El pacto tantas veces pregonado para la regeneración democrática y contra la corrupción -que apenas apuntaba algunos retoques superficiales en la financiación de los partidos políticos y que se anunció en febrero de 2013- se ha quedado en agua de borrajas. El fiscal general clama en el desierto y denuncia una “legislación insuficiente, enrevesada y con penas no acordes con la gravedad que se demanda por la ciudadanía”, “absoluciones difíciles de entender y sin recuperación del dinero sustraído”, “actuaciones exasperadamente lentas”, “prescripciones incomprensibles” “agujeros negros en la ejecución de sentencias”, “indultos a corruptos”, “falta de medios materiales y personales”…
El 96% de los españoles considera que la corrupción es una práctica generalizada, y muchos medios de comunicación y las tertulias banales tienden a generalizar las acusaciones sembrando dudas sobre todo y sobre todos. La confianza en los políticos se encuentra en su nivel más bajo desde el inicio de la democracia. Y es que los que tienen que hacerlo no asumen responsabilidades y, como plantea José María Izquierdo, se expande como una epidemia la descomunal indecencia del silencio por parte de quienes pueden propiciar las medidas adecuadas para atajar la degeneración que campa por sus respetos en nuestra sociedad: Es incomprensible que nadie pida perdón; que nadie asuma las responsabilidades políticas y morales. Que nadie dimita.
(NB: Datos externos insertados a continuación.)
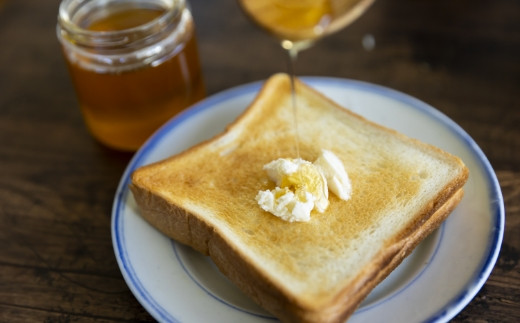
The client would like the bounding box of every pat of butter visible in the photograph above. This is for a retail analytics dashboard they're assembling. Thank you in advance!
[256,150,351,222]
[314,149,352,201]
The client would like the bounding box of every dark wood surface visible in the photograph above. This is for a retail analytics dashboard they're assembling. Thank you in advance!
[0,0,520,322]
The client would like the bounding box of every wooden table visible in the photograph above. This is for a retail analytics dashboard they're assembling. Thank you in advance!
[0,0,520,322]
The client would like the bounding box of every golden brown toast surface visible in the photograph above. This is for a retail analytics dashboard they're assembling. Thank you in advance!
[132,75,468,323]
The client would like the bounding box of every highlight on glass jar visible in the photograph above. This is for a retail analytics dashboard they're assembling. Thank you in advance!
[57,0,205,151]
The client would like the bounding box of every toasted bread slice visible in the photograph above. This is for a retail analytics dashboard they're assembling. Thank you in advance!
[131,74,468,322]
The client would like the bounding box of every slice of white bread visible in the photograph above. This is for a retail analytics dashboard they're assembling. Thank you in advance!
[130,74,468,322]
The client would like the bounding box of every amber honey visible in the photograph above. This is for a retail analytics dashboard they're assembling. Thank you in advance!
[62,0,205,150]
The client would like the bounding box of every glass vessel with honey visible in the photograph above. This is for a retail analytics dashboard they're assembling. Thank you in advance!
[57,0,205,151]
[238,0,374,158]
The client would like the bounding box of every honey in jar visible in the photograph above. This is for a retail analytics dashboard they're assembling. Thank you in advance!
[58,0,205,151]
La corrupción y el fraude se han instalado en el cuerpo social y amenazan con arrastrar hasta el abismo y subvertir la esencia de la democracia, porque, mientras todo esto se explicita cada día ante la ciudadanía, en este país siguen aumentando la desigualdad, la pobreza, la precariedad laboral, los recortes en la educación, la sanidad y los servicios sociales, la quiebra de la justicia social…
Vivimos en una sociedad de la que se ha adueñado el capitalismo salvaje. En la V Conferencia Mundial de Parlamentarios contra la Corrupción, en la que participaron 78 países, se hizo público que las prácticas corruptas cuestan en el mundo en estos momentos 1.26 billones al año y afectan a 14.000 millones de personas. Para John Kenneth Galbraith, “la corrupción es inherente al sistema capitalista porque la gente confunde la ética del mercado con la ética propiamente dicha, y el afán de enriquecimiento va unido al capitalismo. Es uno de los fallos más graves del sistema”. La competitividad sin límites, la disminución de los controles del Estado, la falta de transparencia y el poder de las élites para empobrecer la política y ponerla a su servicio contribuye al aumento incontrolable de la corrupción sistémica. Es el objetivo último del neoliberalismo: hacer posible un estado fallido donde el mercado sustituya a los valores democráticos. Como señala Tzvetan Todorov, “se caracteriza por una concepción de la economía como actividad completamente separada de la vida social, que debe escapar al control de la política”.
El filósofo francés André Glucksmann asegura que el siglo XXI va a estar protagonizado por una lucha entre la democracia y la corrupción. Me temo que estamos inmersos en esa guerra y que nuestras élites políticas y financieras no tienen clara la opción. Desde luego, no parecen ser ellos los que estén dispuestos a regenerar la democracia.